Credit rating agency Moody’s has joined Standard & Poors in downgrading Victoria’s credit rating.

Less than three months after Standard & Poors downgraded its credit rating for Victoria two levels from AAA to AA, Moody’s has downgraded its credit rating for Victoria from AAA to AA1 and changed the outlook to ‘negative’.

In a statement, Moody’s vice president and senior credit officer John Manning said “The downgrades reflect a marked erosion in Victoria’s governance of its public finances…”

The report said “The State’s debt burden will rise sharply and remain elevated for the remainder of the decade.”

This means both major credit rating agencies have major concerns over the Andrews Labor Government’s mismanagement of the budget.

Last year’s Labor budget ratcheted up government debt to $155 billion – the highest of any state in the country.

With predictions that interest rates will increase, this will add significant strain to the state’s interest bill.
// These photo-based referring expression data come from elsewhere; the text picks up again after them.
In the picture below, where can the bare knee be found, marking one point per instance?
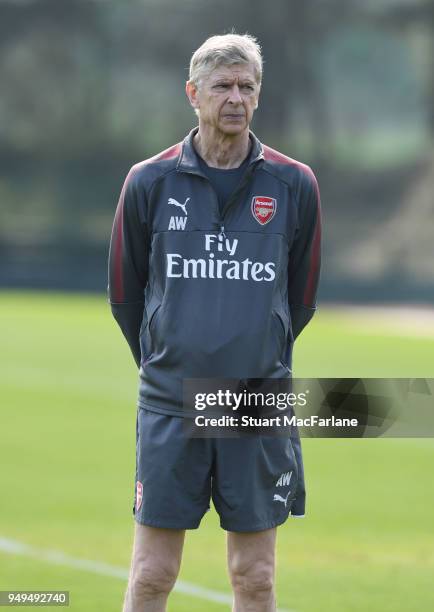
(151, 578)
(254, 579)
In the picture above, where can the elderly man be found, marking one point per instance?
(213, 272)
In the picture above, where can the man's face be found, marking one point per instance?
(226, 98)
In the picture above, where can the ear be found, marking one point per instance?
(191, 91)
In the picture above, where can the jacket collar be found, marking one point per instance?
(188, 161)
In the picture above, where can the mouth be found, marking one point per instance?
(233, 116)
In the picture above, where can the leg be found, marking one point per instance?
(251, 561)
(155, 565)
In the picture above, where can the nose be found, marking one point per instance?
(234, 95)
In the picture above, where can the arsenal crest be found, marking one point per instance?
(139, 495)
(263, 209)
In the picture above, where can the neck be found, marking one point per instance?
(221, 150)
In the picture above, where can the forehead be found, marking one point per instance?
(242, 72)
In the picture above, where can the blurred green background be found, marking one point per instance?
(89, 87)
(67, 453)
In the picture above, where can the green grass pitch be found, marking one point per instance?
(68, 391)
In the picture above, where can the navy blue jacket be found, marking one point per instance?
(203, 294)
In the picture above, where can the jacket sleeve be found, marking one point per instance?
(305, 255)
(128, 262)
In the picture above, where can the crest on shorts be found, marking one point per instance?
(139, 495)
(263, 209)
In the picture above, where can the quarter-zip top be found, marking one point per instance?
(203, 294)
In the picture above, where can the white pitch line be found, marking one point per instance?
(14, 547)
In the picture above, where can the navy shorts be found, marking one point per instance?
(255, 482)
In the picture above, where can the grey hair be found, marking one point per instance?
(225, 49)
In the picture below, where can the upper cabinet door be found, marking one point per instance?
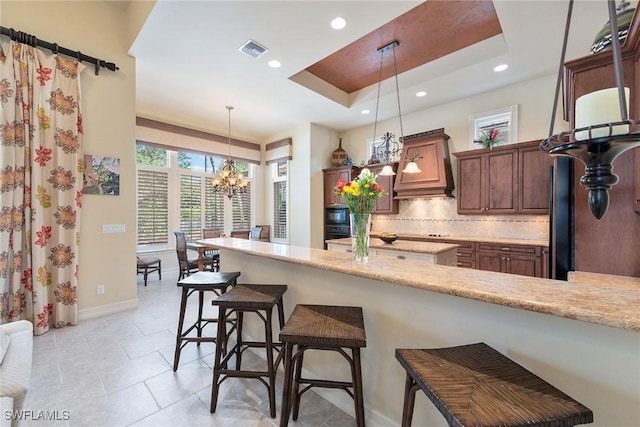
(501, 181)
(534, 171)
(470, 193)
(504, 180)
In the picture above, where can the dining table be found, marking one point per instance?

Comments attributable to Shadow Treasurer, Louise Staley:

“Today is a sad day for Victorians as Moody’s has followed Standard & Poors in downgrading Victoria’s credit rating.

“These are the most prestigious agencies in the world calling out Labor’s budget mismanagement and its ability to repay debt.

“With news this week that the Andrews Labor Government still has no idea of the extent of cost blowouts on major projects, it is little wonder the world financial community is deeply concerned about Labor’s ability to manage the budget.

“We know that over the next few years the Andrews Labor Government will rack up $155 billion of debt with no plan to repay it. Now that both major credit rating agencies have downgraded Victoria’s rating, that debt will cost more to repay, meaning less money for roads, schools, hospitals and police.

“What this says is that Victoria is as riskier place to invest in than other states due to the mismanagement of the Andrews Labor Government.

“As every home owner with a mortgage knows if you have a lot of debt and interest rates go up, so do your interest payments, cutting back on spending in other essential areas.”